Quando hai deciso per la prima volta di entrare in un ospedale vestendo i panni di Spiderman, uno dei supereroi più amati dai bambini?

Era un pensiero che mi balenava spesso in mente, e l'ho messo in pratica circa due mesi fa. Ho cominciato prima andando nei centri commerciali e nelle scuole dell'infanzia. Poi ho deciso di contattare direttamente gli ospedali partendo proprio dal "Tatarella" di Cerignola. E' stata una bellissima esperienza. A breve andrò in un ospedale a Bari e, verso Aprile o Maggio, andrò al Gaslini di Genova, dove io stesso sono stato operato e salvato.

Il supereroe rappresenta metaforicamente la possibilità di sconfiggere la malattia. Ogni bimbo in ospedale lo è, perché lotta per la propria vita. Perché hai scelto proprio Spiderman?

La mia scelta è ricaduta su Spiderman perché credo che per i bambini, rispetto ad altri eroi, sia più facile identificarsi con Peter Parker, alle prese con i suoi problemi adolescenziale come la scuola, i bulli, la famiglia. Anche il fatto che Spiderman indossi una maschera che gli copre totalmente il viso aiuta molto l'identificazione con il personaggio. E poi Spiderman è sempre stato caratterizzato dal fatto di essere un eroe spiritoso, ironico, che combatte il Male facendo battutine e prendendo in giro gli avversari. Il suo umorismo piace molto ai bambini, e non solo a loro.
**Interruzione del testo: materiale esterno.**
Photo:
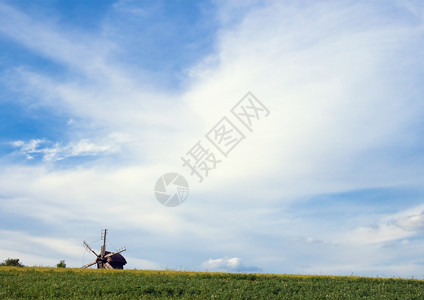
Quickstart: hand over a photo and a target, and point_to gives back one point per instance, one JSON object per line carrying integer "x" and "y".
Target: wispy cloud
{"x": 226, "y": 264}
{"x": 342, "y": 82}
{"x": 85, "y": 147}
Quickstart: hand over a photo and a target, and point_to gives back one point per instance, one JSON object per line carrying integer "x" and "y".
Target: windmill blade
{"x": 87, "y": 246}
{"x": 107, "y": 265}
{"x": 89, "y": 265}
{"x": 111, "y": 254}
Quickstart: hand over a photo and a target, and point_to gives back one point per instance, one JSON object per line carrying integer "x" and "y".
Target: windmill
{"x": 106, "y": 259}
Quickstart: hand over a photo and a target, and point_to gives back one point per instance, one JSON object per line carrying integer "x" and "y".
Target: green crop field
{"x": 50, "y": 283}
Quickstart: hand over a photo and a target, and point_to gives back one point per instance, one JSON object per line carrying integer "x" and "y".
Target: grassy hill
{"x": 50, "y": 283}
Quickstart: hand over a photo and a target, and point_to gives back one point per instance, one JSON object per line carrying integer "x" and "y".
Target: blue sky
{"x": 100, "y": 99}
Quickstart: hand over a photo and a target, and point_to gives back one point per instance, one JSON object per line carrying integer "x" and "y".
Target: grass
{"x": 51, "y": 283}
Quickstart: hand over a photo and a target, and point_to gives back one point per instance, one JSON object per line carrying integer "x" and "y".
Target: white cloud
{"x": 411, "y": 222}
{"x": 334, "y": 81}
{"x": 84, "y": 147}
{"x": 227, "y": 264}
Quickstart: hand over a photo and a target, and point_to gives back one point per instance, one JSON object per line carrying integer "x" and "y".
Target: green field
{"x": 50, "y": 283}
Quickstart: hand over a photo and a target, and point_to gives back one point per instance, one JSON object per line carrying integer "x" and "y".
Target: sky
{"x": 99, "y": 99}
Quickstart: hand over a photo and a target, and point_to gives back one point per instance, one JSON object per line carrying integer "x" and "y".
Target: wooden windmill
{"x": 106, "y": 259}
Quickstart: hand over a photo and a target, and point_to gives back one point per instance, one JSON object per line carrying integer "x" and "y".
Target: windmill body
{"x": 106, "y": 259}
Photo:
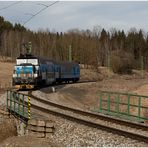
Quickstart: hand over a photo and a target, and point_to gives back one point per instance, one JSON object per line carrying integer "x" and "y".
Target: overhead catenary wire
{"x": 15, "y": 3}
{"x": 46, "y": 6}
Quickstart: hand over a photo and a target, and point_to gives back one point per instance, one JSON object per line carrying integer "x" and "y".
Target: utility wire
{"x": 46, "y": 6}
{"x": 10, "y": 5}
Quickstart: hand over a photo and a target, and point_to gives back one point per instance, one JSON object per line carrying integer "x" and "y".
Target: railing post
{"x": 19, "y": 104}
{"x": 108, "y": 101}
{"x": 7, "y": 100}
{"x": 10, "y": 101}
{"x": 128, "y": 105}
{"x": 23, "y": 104}
{"x": 101, "y": 94}
{"x": 139, "y": 107}
{"x": 14, "y": 100}
{"x": 29, "y": 115}
{"x": 117, "y": 101}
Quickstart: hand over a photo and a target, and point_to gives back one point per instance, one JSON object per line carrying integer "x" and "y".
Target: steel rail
{"x": 91, "y": 114}
{"x": 91, "y": 123}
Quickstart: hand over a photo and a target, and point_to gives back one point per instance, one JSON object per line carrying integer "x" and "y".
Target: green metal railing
{"x": 17, "y": 104}
{"x": 124, "y": 105}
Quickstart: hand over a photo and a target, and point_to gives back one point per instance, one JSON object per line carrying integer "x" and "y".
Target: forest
{"x": 122, "y": 51}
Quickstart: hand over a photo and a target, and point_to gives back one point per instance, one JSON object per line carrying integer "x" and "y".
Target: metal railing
{"x": 17, "y": 104}
{"x": 124, "y": 105}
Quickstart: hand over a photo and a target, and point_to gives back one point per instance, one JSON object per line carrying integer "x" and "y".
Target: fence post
{"x": 128, "y": 105}
{"x": 7, "y": 100}
{"x": 117, "y": 106}
{"x": 139, "y": 109}
{"x": 10, "y": 100}
{"x": 100, "y": 102}
{"x": 142, "y": 67}
{"x": 29, "y": 115}
{"x": 108, "y": 102}
{"x": 14, "y": 99}
{"x": 19, "y": 104}
{"x": 23, "y": 104}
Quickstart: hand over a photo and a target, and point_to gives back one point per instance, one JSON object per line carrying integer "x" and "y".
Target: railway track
{"x": 117, "y": 126}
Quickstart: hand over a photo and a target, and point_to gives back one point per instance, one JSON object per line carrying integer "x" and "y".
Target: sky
{"x": 66, "y": 15}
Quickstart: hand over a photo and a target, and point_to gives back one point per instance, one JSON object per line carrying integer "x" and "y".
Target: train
{"x": 31, "y": 71}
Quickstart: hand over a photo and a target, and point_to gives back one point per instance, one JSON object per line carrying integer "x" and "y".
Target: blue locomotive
{"x": 31, "y": 71}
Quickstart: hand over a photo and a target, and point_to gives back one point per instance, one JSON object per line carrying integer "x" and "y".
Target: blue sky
{"x": 66, "y": 15}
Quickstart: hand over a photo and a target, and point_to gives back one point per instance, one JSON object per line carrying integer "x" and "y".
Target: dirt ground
{"x": 78, "y": 95}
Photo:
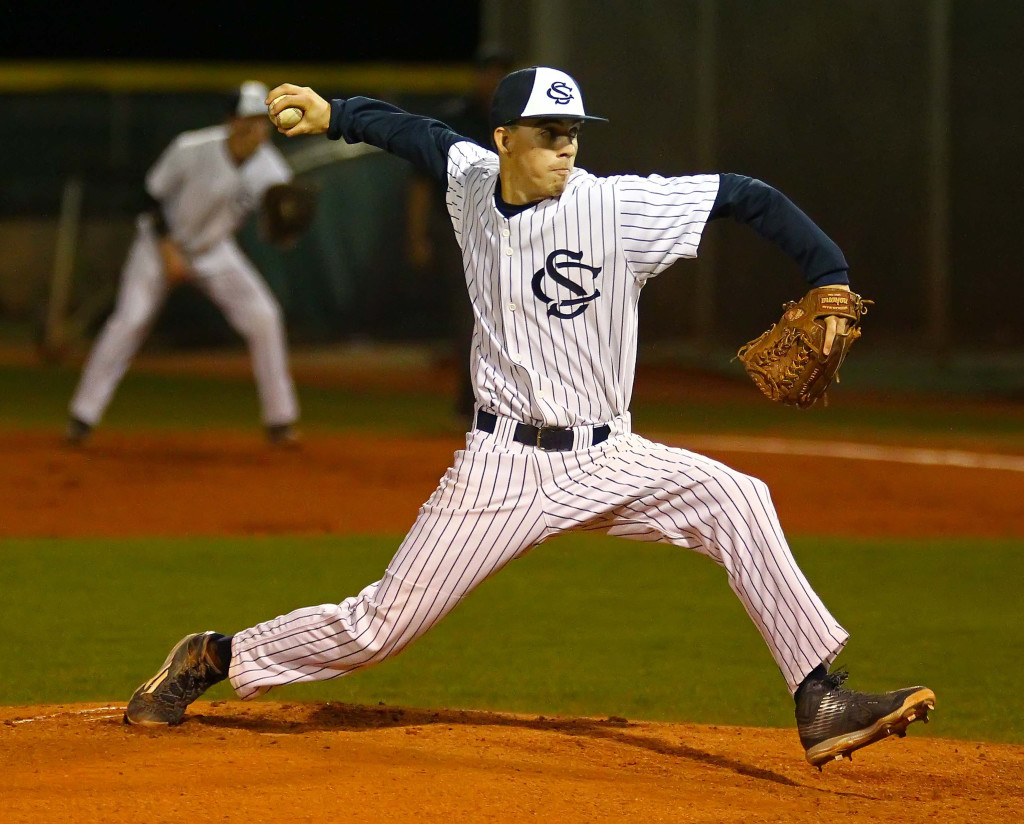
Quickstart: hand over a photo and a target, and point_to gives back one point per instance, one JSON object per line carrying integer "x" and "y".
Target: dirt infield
{"x": 224, "y": 483}
{"x": 289, "y": 763}
{"x": 282, "y": 763}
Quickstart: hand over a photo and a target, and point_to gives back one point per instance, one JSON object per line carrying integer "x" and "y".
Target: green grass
{"x": 582, "y": 625}
{"x": 35, "y": 397}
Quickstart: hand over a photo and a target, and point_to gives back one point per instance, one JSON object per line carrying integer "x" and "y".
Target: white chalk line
{"x": 854, "y": 451}
{"x": 64, "y": 712}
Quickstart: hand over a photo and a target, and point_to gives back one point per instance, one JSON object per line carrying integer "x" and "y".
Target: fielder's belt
{"x": 549, "y": 438}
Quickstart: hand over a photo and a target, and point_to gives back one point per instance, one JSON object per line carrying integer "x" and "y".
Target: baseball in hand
{"x": 287, "y": 118}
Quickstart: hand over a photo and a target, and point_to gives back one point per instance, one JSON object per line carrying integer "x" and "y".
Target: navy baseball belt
{"x": 549, "y": 438}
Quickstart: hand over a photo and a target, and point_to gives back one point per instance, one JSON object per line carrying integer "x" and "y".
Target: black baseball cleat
{"x": 77, "y": 432}
{"x": 833, "y": 722}
{"x": 283, "y": 435}
{"x": 192, "y": 667}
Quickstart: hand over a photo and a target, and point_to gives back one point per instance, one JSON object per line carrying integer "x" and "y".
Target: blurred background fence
{"x": 895, "y": 125}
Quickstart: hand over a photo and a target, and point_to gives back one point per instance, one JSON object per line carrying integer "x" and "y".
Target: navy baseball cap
{"x": 538, "y": 92}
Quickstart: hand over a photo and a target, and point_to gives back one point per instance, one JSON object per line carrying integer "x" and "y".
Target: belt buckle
{"x": 540, "y": 435}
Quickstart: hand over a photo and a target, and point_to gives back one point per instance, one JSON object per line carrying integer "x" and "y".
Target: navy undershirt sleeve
{"x": 776, "y": 218}
{"x": 423, "y": 141}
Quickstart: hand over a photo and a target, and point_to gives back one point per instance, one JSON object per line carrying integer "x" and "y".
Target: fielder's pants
{"x": 499, "y": 500}
{"x": 225, "y": 274}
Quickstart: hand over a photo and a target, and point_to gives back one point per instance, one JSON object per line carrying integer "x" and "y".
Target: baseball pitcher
{"x": 555, "y": 259}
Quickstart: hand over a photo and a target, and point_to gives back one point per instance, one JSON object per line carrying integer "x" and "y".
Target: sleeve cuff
{"x": 838, "y": 277}
{"x": 334, "y": 129}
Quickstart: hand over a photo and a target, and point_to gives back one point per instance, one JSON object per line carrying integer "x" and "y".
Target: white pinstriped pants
{"x": 231, "y": 282}
{"x": 499, "y": 500}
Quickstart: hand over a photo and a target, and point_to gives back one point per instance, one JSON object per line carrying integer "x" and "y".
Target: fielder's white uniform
{"x": 205, "y": 199}
{"x": 554, "y": 288}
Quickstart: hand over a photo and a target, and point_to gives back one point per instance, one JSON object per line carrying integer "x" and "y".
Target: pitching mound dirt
{"x": 327, "y": 762}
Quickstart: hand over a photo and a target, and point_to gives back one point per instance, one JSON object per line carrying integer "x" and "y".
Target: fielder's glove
{"x": 287, "y": 212}
{"x": 786, "y": 362}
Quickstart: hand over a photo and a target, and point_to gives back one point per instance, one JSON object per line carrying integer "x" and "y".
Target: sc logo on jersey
{"x": 560, "y": 92}
{"x": 557, "y": 262}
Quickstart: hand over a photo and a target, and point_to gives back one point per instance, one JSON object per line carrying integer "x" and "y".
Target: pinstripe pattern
{"x": 499, "y": 500}
{"x": 553, "y": 354}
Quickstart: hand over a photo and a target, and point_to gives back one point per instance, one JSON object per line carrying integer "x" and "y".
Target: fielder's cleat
{"x": 283, "y": 435}
{"x": 189, "y": 670}
{"x": 834, "y": 722}
{"x": 77, "y": 432}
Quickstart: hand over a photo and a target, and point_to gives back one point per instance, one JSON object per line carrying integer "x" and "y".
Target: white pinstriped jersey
{"x": 554, "y": 291}
{"x": 555, "y": 288}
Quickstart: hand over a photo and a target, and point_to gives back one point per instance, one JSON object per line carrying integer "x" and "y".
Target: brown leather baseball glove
{"x": 786, "y": 362}
{"x": 287, "y": 212}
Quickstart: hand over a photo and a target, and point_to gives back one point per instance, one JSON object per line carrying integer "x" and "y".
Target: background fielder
{"x": 555, "y": 259}
{"x": 202, "y": 188}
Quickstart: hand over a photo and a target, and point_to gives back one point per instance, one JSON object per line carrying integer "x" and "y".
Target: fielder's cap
{"x": 249, "y": 99}
{"x": 538, "y": 92}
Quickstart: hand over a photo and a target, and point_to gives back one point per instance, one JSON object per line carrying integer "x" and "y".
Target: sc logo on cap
{"x": 560, "y": 92}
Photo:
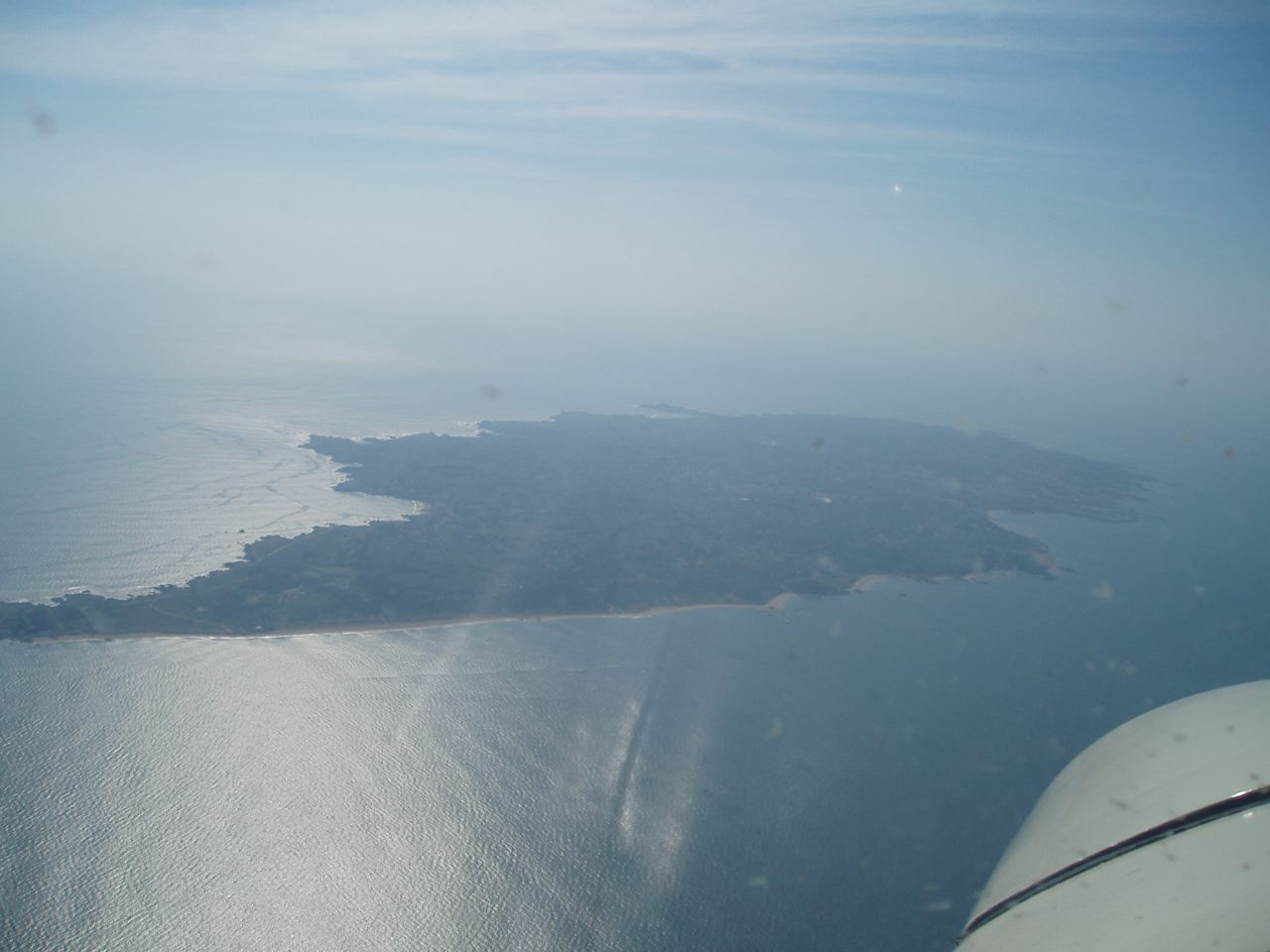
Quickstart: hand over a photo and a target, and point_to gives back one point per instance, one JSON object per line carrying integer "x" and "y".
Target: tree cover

Come ti vedi tra venti anni? Cosa ti piacerebbe fare o diventare?

Vorrei continuare a fare questo: portare un sorriso a coloro che vivono una situazione di sofferenza. Quando faccio visita ai bambini in ospedale, leggo nei loro occhi il dolore, e per me che l'ho provato è come una spina nel fianco. Sono felice di riuscire a vedere che, mentre passo il tempo con loro, quell'ombra che offusca i loro sguardo cede piano piano e lascia il posto ad un bellissimo sorriso.

Cosa ti senti di dire a coloro che giudicano questa generazione superficiale e vuota, priva di ideali e progetti di vita?

Chi non ha provato sulla propria pelle il dolore fisico e la sofferenza non riesce a capire cosa vuol dire. E' facile giudicare, bisogna passarci dentro. Ai giovani che si drogano, che bullizzano i compagni o compiono atti violenti, io dico soltanto di fermarsi un attimo a pensare a chi soffre, a chi guarda il mondo da una corsia di ospedale. Forse la loro vita cambierebbe, chissà.